In multiple linear regression, it is possible that some of the independent variables are actually correlated with one another, so it is important to check these before developing the regression model. If two independent variables are too highly correlated (r2 > ~0.6), then only one of them should be used in the regression model.

- Normality: The data follows a normal distribution.

- Linearity: the line of best fit through the data points is a straight line, rather than a curve or some sort of grouping factor.

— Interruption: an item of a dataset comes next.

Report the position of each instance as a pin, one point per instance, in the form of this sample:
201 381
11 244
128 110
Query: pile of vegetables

##### Example: The Wine Dataset

In [2]:
#import libraries
import pandas as pd
import numpy as np

In [4]:
df = pd.read_csv('./data/winequality-red.csv')

df.head()

Unnamed: 0,fixed acidity,volatile acidity,citric acid,residual sugar,chlorides,free sulfur dioxide,total sulfur dioxide,density,pH,sulphates,alcohol,quality
0,7.4,0.7,0.0,1.9,0.076,11.0,34.0,0.9978,3.51,0.56,9.4,5
1,7.8,0.88,0.0,2.6,0.098,25.0,67.0,0.9968,3.2,0.68,9.8,5
2,7.8,0.76,0.04,2.3,0.092,15.0,54.0,0.997,3.26,0.65,9.8,5
3,11.2,0.28,0.56,1.9,0.075,17.0,60.0,0.998,3.16,0.58,9.8,6
4,7.4,0.7,0.0,1.9,0.076,11.0,34.0,0.9978,3.51,0.56,9.4,5


In [5]:
#quality -- statistic
df.quality.describe()

count    1599.000000
mean        5.636023
std         0.807569
min         3.000000
25%         5.000000
50%         6.000000
75%         6.000000
max         8.000000
Name: quality, dtype: float64

#definition

if quality is > 6.5 => "good"
else => "bad"

In [6]:
#build a regression model to predict the wine quality.

##### Example: The Glass data

In [9]:
df_glass = pd.read_csv('./data/glass.csv')

df_glass.head()

Unnamed: 0,RI,Na,Mg,Al,Si,K,Ca,Ba,Fe,Type
0,1.52101,13.64,4.49,1.1,71.78,0.06,8.75,0.0,0.0,1
1,1.51761,13.89,3.6,1.36,72.73,0.48,7.83,0.0,0.0,1
2,1.51618,13.53,3.55,1.54,72.99,0.39,7.78,0.0,0.0,1
3,1.51766,13.21,3.69,1.29,72.61,0.57,8.22,0.0,0.0,1
4,1.51742,13.27,3.62,1.24,73.08,0.55,8.07,0.0,0.0,1


In [10]:
df_glass.Type.value_counts()

2    76
1    70
7    29
3    17
5    13
6     9
Name: Type, dtype: int64

In [11]:
#build a classification model to predict the glass type

#### What Are Degrees of Freedom?


Degrees of Freedom refers to the maximum number of logically independent values, which are values that have the freedom to vary, in the data sample.

- Consider a data sample consisting of, for the sake of simplicity, five positive integers. The values could be any number with no known relationship between them. 

- This data sample would, theoretically, have five degrees of freedom.

- Four of the numbers in the sample are {3, 8, 5, and 4} and the average of the entire data sample is revealed to be 6.

- This must mean that the fifth number has to be 10. It can be nothing else. It does not have the freedom to vary.
So the Degrees of Freedom for this data sample is 4.

The formula for Degrees of Freedom equals the size of the data sample minus one:

\begin{aligned} &\text{D}_\text{f} = N - 1 \\ &\textbf{where:} \\ &\text{D}_\text{f} = \text{degrees of freedom} \\ &N = \text{sample size} \\ \end{aligned}.